Per friggere come si deve ci vuole un po’ di tecnica, niente di astruso, non vi preoccupate, basta solo seguire poche regole. Siccome la maggior parte di noi non ha in casa una friggitrice, parleremo della fittura in padella. Intanto: cosa significa friggere? Significa immergere degli alimenti in un grasso portato a temperatura elevata. Temperatura che dobbiamo tenere sotto controllo perchè se troppo alta, in alcuni casi addirittura doppia rispetto a quella dell’acqua dove lessiamo la pasta, provoca una tostatura così energica della superficie del cibo da scurirla prima ancora che la parte interna sia cotta.

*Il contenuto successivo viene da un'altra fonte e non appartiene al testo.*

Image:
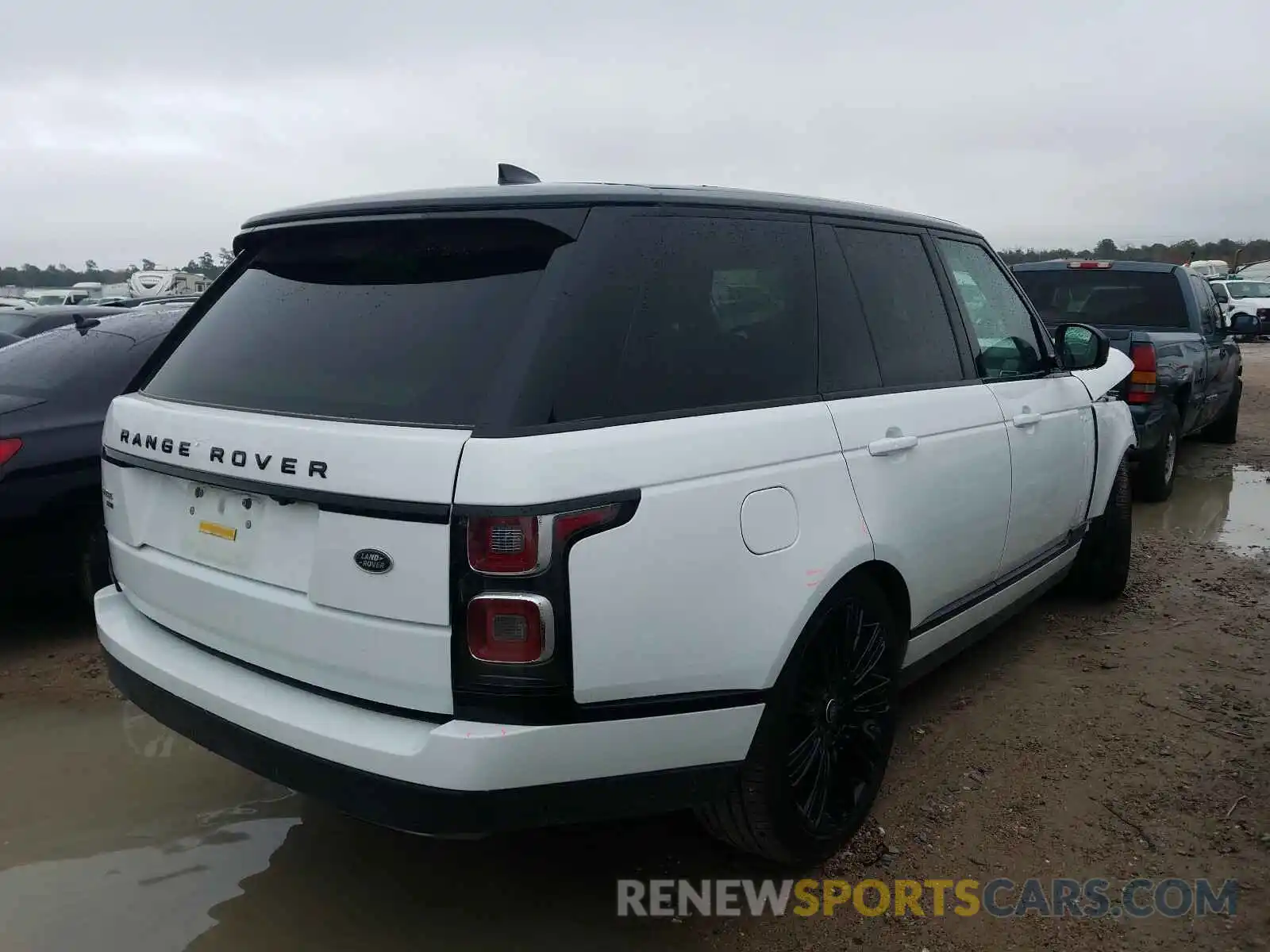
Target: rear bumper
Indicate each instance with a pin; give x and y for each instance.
(451, 778)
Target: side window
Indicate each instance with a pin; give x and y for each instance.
(694, 314)
(999, 317)
(897, 290)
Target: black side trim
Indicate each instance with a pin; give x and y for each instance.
(330, 501)
(962, 605)
(943, 654)
(417, 809)
(408, 712)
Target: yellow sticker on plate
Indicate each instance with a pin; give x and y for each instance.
(214, 528)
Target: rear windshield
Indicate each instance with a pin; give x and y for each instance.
(1115, 298)
(1248, 289)
(403, 323)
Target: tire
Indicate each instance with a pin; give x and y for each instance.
(93, 565)
(1153, 482)
(1225, 427)
(1102, 568)
(825, 717)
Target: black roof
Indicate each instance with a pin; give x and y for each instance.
(531, 196)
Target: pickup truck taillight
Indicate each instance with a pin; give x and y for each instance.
(1142, 380)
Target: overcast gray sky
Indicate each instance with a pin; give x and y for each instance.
(133, 130)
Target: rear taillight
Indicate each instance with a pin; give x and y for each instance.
(1142, 380)
(507, 545)
(511, 628)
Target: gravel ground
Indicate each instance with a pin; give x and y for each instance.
(1080, 742)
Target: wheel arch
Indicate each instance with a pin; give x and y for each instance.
(886, 575)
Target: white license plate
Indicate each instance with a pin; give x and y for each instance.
(224, 524)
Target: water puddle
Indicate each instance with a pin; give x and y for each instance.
(1232, 511)
(114, 833)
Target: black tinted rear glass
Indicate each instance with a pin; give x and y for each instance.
(686, 314)
(1106, 298)
(394, 323)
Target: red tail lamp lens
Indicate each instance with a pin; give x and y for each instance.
(503, 545)
(572, 524)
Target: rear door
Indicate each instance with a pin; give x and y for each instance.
(925, 443)
(279, 488)
(1048, 414)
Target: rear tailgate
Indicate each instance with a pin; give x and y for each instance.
(279, 490)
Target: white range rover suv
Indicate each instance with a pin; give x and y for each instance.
(503, 507)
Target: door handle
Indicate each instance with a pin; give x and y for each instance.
(892, 444)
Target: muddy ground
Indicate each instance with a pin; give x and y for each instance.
(1080, 742)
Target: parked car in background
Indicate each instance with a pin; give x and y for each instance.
(1214, 268)
(1249, 298)
(1187, 366)
(55, 298)
(29, 321)
(495, 508)
(1257, 271)
(55, 390)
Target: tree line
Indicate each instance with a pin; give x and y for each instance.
(1176, 253)
(59, 276)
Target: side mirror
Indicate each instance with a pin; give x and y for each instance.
(1081, 347)
(1244, 324)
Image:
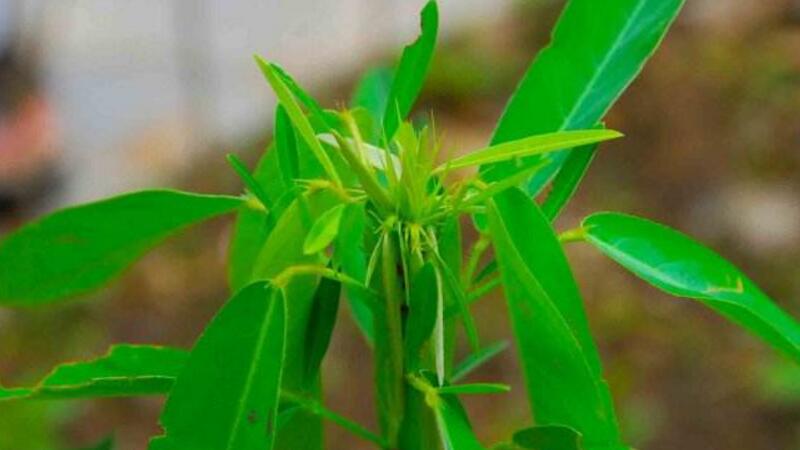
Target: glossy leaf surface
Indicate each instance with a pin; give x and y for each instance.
(566, 182)
(127, 370)
(410, 74)
(561, 368)
(549, 438)
(596, 50)
(227, 395)
(678, 265)
(78, 249)
(533, 145)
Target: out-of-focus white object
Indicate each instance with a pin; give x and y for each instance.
(142, 86)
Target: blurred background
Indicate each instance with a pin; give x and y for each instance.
(97, 97)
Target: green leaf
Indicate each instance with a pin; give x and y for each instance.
(324, 230)
(561, 367)
(227, 395)
(421, 315)
(454, 427)
(477, 359)
(253, 225)
(549, 438)
(410, 74)
(566, 182)
(533, 145)
(595, 53)
(126, 370)
(286, 147)
(372, 92)
(320, 325)
(350, 255)
(475, 388)
(283, 249)
(105, 444)
(297, 117)
(678, 265)
(78, 249)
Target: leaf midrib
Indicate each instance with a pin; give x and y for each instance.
(617, 44)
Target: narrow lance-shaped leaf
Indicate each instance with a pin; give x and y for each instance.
(474, 388)
(282, 249)
(324, 230)
(298, 118)
(78, 249)
(678, 265)
(533, 145)
(566, 182)
(410, 74)
(477, 359)
(372, 92)
(126, 370)
(560, 365)
(596, 51)
(227, 395)
(320, 325)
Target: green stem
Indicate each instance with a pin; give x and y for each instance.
(318, 409)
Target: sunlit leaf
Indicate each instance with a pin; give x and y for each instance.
(562, 376)
(227, 395)
(421, 314)
(566, 182)
(350, 255)
(324, 230)
(533, 145)
(550, 438)
(477, 359)
(595, 53)
(297, 117)
(678, 265)
(410, 74)
(372, 92)
(474, 388)
(78, 249)
(126, 370)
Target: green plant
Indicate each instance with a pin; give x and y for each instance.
(355, 201)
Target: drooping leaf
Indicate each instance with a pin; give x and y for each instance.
(283, 249)
(78, 249)
(227, 395)
(324, 230)
(421, 314)
(410, 74)
(474, 388)
(253, 225)
(595, 52)
(455, 430)
(678, 265)
(549, 438)
(566, 182)
(320, 325)
(532, 145)
(560, 365)
(477, 359)
(126, 370)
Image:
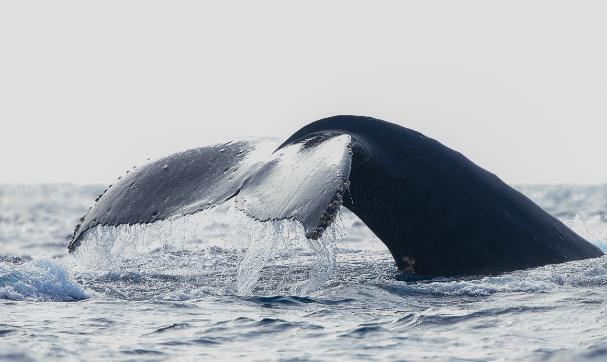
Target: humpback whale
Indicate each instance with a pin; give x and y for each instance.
(437, 212)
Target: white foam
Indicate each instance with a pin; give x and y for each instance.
(40, 280)
(593, 229)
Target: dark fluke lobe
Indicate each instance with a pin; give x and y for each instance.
(437, 212)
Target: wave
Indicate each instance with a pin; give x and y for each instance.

Per contro, mentre friggiamo, l’umidità interna degli alimenti deve fuoriuscire sotto forma di vapore — le famose bolle — se questo non accade vuol dire che la temperatura dell’olio è troppo bassa, il risutlato sarà un fritto non croccante e molto unto.

Ma vediamo in dettaglio le 9 regole della frittura perfetta.

Usiamo olio di oliva, non per forza extravergine. Garantiscono una maggiore resistenza alle alte temperature senza alterarsi.

La padella più adatta alla frittura è di ferro, perché consente un riscaldamento dell’olio più graduale, l’alternativa è l’acciao. La forma ideale è larga, bassa e con i bordi dritti.

Manteniamo il più possibile costante la fiamma evitando che debordi ai lati della padella.

Sommergiamo il cibo con l’olio, che di conseguenza dev’essere sempre abbondante. Gli alimenti completamente avvolti dal grasso prendono colore in modo uniforme.

Al contrario, per evitare che si attacchi o abbassi troppo la temperatura del fritto, la quantità di cibo non dev’essere eccessiva.

Mettiamo a friggere il cibo nell’olio solo quando questo ha raggiunto i 180 gradi. Se lo facciamo prima, cioè quando la temperatura troppo bassa, avremo un fritto poco croccante.

Risulta essere importante che il cibo messo a friggere nell’olio sia a temperatura ambiente e ben asciutto. Eviteremo così l’abbassamento del punto di frittura e quindi la rottura delle fibre nel cibo.

Se vogliamo ottenere la rapida formazione della crosta in superficie, così che l’olio non penetri con facilità, riduciamo al massimo la quantità di cibo. In altre parole, aggiungiamone poco per volta.

Per una duratura della superfice che coincida con la completa cottura interna, usiamo cibi di piccole dimensioni.